Whatever the reason you got indebted in the first place, this is not the moment to blame yourself, or to give up. It is time to take action, to make sure it doesn’t happen again, and you get back on track for a solid financial future.
Paying of debt is tedious. It’s like losing weight. You enjoyed that meal last week, but you don’t really want to spend your Sunday at the gym to work it off. Yet, if you don’t, things will get worse, and soon you’ll be overweight.
So let’s tackle your debt, one step at a time.
Step 1: Reduce the interest on your debt
You owe a certain sum of money, and we will see later what we can do about that, but for now, let’s try to lower our monthly payments by reducing the cost of our debt.
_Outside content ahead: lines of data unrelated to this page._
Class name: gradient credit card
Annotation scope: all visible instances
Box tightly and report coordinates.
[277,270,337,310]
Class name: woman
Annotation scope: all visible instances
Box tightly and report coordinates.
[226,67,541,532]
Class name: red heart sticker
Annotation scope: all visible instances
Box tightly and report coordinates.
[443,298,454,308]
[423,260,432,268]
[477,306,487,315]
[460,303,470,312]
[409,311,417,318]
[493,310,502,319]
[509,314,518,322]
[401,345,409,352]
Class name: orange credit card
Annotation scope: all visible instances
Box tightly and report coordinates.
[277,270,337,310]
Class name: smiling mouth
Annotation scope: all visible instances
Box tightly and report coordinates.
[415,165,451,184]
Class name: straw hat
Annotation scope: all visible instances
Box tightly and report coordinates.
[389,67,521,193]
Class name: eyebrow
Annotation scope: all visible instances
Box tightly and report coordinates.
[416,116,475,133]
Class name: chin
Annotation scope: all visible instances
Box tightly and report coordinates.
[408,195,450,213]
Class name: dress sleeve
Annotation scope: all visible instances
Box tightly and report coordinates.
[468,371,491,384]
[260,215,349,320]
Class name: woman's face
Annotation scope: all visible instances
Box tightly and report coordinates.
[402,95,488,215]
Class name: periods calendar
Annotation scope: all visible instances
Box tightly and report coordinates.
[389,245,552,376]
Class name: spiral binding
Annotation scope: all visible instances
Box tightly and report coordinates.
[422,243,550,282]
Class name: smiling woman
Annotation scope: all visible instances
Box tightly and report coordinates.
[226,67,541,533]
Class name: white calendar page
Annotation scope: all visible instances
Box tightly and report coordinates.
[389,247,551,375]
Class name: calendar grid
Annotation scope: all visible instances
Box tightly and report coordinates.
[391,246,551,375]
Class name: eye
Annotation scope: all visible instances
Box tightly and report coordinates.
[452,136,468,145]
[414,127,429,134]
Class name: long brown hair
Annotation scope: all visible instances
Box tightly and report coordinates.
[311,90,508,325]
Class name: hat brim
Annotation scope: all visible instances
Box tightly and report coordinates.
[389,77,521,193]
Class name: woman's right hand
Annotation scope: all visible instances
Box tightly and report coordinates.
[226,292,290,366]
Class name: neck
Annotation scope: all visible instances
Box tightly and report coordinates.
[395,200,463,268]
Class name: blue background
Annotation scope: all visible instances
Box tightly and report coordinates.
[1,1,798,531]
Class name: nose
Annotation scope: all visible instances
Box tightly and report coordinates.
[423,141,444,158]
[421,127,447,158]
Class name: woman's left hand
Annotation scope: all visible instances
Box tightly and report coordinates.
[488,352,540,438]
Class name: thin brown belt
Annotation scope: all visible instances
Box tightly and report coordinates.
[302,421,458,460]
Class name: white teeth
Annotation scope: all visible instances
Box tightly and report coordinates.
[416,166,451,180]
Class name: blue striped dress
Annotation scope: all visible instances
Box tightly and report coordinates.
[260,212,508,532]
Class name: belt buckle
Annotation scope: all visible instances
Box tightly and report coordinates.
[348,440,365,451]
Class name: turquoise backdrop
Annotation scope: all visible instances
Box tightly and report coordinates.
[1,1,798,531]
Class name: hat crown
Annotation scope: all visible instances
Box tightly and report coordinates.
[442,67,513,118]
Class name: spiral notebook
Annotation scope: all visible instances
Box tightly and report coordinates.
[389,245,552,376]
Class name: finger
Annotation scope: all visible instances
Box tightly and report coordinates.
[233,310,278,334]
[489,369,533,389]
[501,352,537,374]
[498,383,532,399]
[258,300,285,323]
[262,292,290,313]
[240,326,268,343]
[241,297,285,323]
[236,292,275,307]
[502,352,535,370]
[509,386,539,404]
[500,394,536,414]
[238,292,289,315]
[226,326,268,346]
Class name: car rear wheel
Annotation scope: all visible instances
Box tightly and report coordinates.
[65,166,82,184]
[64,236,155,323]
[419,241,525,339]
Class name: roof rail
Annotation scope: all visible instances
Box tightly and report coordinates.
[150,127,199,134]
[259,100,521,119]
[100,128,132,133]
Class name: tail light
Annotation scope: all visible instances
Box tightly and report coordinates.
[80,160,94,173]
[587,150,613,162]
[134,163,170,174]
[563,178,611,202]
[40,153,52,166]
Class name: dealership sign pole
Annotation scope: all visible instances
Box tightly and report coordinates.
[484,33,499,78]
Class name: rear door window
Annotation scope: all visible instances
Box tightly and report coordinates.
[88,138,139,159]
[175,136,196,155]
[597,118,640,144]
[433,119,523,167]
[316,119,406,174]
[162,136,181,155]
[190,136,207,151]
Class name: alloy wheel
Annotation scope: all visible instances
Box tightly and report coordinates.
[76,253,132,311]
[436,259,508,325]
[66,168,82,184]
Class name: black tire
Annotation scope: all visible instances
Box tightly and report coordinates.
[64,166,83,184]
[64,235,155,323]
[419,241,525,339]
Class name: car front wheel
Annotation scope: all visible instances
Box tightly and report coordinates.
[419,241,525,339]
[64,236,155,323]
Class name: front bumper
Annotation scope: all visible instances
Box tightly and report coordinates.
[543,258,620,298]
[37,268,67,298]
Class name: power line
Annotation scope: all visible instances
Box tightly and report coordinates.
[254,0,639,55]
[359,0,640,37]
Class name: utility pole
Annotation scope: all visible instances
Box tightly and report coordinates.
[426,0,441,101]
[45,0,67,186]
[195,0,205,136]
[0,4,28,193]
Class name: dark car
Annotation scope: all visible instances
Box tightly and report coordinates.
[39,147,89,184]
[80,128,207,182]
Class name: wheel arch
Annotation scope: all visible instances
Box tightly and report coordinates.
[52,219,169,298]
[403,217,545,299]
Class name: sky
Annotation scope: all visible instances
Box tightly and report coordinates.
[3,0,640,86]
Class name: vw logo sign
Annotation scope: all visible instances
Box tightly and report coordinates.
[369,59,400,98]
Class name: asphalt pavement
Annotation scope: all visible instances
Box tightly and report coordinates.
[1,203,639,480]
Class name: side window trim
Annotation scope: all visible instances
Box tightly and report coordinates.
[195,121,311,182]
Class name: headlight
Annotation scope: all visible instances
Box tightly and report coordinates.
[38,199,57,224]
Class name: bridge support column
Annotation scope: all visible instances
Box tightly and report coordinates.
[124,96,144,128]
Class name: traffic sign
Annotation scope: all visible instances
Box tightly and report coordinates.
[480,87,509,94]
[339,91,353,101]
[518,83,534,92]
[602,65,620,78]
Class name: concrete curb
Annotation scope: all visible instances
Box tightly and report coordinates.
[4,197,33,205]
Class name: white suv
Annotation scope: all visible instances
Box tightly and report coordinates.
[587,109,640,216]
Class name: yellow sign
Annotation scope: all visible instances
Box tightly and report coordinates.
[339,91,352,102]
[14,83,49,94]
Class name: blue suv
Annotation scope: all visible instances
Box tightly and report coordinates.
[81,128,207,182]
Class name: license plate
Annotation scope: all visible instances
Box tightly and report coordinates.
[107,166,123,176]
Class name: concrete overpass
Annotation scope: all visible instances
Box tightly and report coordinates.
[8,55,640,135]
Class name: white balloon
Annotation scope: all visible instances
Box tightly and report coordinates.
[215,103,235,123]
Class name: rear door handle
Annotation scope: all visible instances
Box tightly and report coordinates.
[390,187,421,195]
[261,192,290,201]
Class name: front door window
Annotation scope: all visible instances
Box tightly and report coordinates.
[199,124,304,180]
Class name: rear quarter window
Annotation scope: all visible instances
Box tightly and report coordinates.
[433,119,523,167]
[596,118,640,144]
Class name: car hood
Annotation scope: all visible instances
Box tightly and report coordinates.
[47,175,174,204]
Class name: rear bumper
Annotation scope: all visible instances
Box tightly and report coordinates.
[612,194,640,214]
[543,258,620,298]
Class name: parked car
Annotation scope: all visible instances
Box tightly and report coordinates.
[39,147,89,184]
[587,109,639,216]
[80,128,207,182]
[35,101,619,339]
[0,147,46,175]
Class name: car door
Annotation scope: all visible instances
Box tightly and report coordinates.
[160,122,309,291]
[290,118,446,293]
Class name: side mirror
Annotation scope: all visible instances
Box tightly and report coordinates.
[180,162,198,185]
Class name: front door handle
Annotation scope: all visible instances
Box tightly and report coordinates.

Make a list of all your debt:
- Credit cards
- Car loans
- Student loans
- Personal loans
And next to it write down the interest rate you are paying on said debt. It might look like:
- Credit card A 19.9%
- Credit card B 12%
- Student loan 6.9%
- Mortgage 4.3%
Your priority is to reduce the interest you are paying on your debt. A $1,000 balance over 12 months at 19.9% is costing you a whopping $199! Look for a 0% balance transfer and move all your credit card balances over there. If your credit score is too low for that, try calling your credit card company and let them know you would like your rate lowered, because paying off your debt is becoming increasingly difficult. Lowering the rate will be cheaper for them than chasing a customer in default so they might oblige.
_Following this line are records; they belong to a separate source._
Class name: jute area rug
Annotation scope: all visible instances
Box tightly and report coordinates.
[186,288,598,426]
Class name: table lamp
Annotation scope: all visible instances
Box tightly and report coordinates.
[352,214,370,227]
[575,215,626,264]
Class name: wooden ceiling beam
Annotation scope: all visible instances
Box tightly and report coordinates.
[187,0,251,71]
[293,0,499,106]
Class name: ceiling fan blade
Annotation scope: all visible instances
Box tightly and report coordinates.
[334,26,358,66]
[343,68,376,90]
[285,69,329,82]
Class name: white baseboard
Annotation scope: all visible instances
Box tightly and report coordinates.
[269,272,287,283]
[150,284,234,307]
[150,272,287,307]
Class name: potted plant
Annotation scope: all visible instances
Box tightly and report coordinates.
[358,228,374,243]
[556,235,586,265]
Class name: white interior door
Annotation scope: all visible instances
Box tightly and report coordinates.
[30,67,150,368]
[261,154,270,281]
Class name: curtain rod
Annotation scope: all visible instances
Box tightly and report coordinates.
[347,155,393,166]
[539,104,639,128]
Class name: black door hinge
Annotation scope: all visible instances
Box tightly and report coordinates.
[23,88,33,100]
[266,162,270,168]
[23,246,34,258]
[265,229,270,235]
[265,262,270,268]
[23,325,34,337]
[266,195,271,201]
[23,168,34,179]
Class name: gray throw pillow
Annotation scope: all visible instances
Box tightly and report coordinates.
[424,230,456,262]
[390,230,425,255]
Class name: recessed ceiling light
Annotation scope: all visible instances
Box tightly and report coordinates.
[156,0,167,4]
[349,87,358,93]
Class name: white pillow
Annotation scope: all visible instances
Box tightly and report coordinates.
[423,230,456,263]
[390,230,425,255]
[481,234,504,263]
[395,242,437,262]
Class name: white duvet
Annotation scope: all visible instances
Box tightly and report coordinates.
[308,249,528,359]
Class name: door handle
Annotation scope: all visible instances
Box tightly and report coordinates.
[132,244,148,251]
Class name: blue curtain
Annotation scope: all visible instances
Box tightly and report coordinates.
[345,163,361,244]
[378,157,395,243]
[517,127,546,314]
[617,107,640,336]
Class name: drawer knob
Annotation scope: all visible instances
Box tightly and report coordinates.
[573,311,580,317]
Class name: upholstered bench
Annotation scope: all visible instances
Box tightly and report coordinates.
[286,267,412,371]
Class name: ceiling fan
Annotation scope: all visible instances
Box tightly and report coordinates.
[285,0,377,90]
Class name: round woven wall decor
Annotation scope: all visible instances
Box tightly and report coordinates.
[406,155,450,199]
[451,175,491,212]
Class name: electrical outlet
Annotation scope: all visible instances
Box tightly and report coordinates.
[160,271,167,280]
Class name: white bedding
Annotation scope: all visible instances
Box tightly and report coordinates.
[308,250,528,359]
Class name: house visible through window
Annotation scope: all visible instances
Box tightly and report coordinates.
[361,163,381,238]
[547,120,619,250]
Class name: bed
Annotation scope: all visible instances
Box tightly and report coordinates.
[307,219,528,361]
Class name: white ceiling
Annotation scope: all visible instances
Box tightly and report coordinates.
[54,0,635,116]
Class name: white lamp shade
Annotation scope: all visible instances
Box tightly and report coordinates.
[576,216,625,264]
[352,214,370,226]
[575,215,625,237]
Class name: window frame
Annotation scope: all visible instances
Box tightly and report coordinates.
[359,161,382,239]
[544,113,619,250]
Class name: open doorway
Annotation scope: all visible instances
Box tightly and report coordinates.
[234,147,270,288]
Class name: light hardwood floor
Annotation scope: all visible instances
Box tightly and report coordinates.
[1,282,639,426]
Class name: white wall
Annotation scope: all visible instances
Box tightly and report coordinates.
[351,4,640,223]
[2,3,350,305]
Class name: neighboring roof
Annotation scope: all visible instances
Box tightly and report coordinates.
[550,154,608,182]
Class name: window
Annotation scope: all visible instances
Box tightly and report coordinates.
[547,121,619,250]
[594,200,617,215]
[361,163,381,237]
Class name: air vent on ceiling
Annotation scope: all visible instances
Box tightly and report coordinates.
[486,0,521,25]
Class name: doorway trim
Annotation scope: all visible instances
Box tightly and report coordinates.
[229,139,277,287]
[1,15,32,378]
Step 2: Reduce capital payments on your debt
Doing so will likely lengthen your debt repayment period, so that should be an option only if your current payments are too hard to honor. Unless you had a grace period on that 0% balance transfer. In which case, you should pretend like you are making the repayments, and put the money on a high yield savings account in the meanwhile, so it earns a little bit of interest for you.
Remember to put a date in your calendar for when your 0% deal is over, to pay the full balance, or it will revert to a super high rate. That is how companies make money. If you are still short, make another 0% transfer.
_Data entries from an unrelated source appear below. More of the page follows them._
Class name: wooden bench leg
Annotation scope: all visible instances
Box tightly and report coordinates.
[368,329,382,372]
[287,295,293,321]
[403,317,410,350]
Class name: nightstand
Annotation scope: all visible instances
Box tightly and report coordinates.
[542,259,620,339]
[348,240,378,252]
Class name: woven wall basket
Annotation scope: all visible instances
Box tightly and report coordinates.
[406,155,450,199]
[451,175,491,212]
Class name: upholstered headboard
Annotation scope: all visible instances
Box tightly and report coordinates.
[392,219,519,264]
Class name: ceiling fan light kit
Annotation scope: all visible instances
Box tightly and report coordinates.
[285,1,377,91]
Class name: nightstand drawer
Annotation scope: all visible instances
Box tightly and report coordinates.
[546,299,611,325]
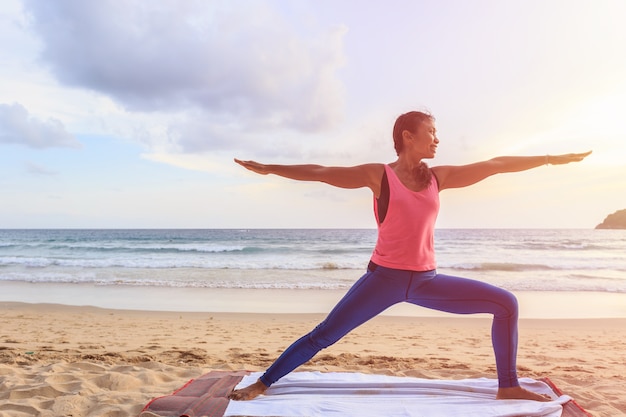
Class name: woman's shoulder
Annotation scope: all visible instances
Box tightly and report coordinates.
[353,163,386,176]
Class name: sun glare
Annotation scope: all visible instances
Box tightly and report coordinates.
[555,87,626,166]
[504,87,626,166]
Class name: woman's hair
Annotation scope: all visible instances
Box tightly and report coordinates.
[392,111,434,156]
[392,110,435,190]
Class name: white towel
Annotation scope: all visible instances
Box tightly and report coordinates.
[226,372,571,417]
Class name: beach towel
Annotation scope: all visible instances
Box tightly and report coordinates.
[141,371,591,417]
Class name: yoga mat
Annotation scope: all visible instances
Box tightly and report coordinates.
[141,371,591,417]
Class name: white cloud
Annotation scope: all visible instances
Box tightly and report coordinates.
[22,0,347,151]
[0,102,80,149]
[24,161,58,176]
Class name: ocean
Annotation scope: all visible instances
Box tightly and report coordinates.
[1,228,625,316]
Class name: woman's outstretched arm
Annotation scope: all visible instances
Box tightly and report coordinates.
[432,151,592,191]
[234,158,385,196]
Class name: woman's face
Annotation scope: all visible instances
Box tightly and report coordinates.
[406,118,439,159]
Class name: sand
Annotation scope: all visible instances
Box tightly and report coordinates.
[0,302,624,417]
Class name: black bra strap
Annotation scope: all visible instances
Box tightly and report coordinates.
[376,170,390,224]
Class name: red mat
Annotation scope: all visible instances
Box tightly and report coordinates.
[539,378,592,417]
[141,371,591,417]
[141,370,249,417]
Step 3: Refinance your mortgage
Refinancing your mortgage is one of these “big wins” that won’t take a lot of time and can save you thousands of dollars over the life of the loan. A quick online search will tell you what the current rates are depending on your credit, and then a mortgage repayment calculator will tell you what your new payments will be.
Like with credit cards, if you keep your mortgage payments the same, you will be overpaying a little every month, and can shave months or even years off the life of your loan by doing so.
When refinancing, you might be tempted to open another line of credit to pay off your credit card balance. The catch is, you are switching from unsecured debt to secured debt. That means if you don’t pay your line of credit, your creditors can sell your house. If you don’t pay your credit card, the debt is not secured against an asset.
So now that you are aware of the risks, that might be worth considering if you were unable to get a 0% balance transfer.
Step 4: Refinance your other debt
Refinancing your student loans and other kinds of debt can be done over the same term, for a lower interest rate, or over a longer term, in order for you to have some breathing room in your budget thanks to lower payments. BUT if you go for a longer term, the final amount you’ll end up paying will probably be higher than the original loan figure.
So make sure you understand what the implications are before you sign anything. You can refinance all your loans together, also known as debt consolidation, or go on a per case basis with each lender.
All these steps are pretty straightforward and can not only save you a bunch in interest, but also lower your payments and help your cash flow right now. Even if you are able to make your current payments, why pay more in interest?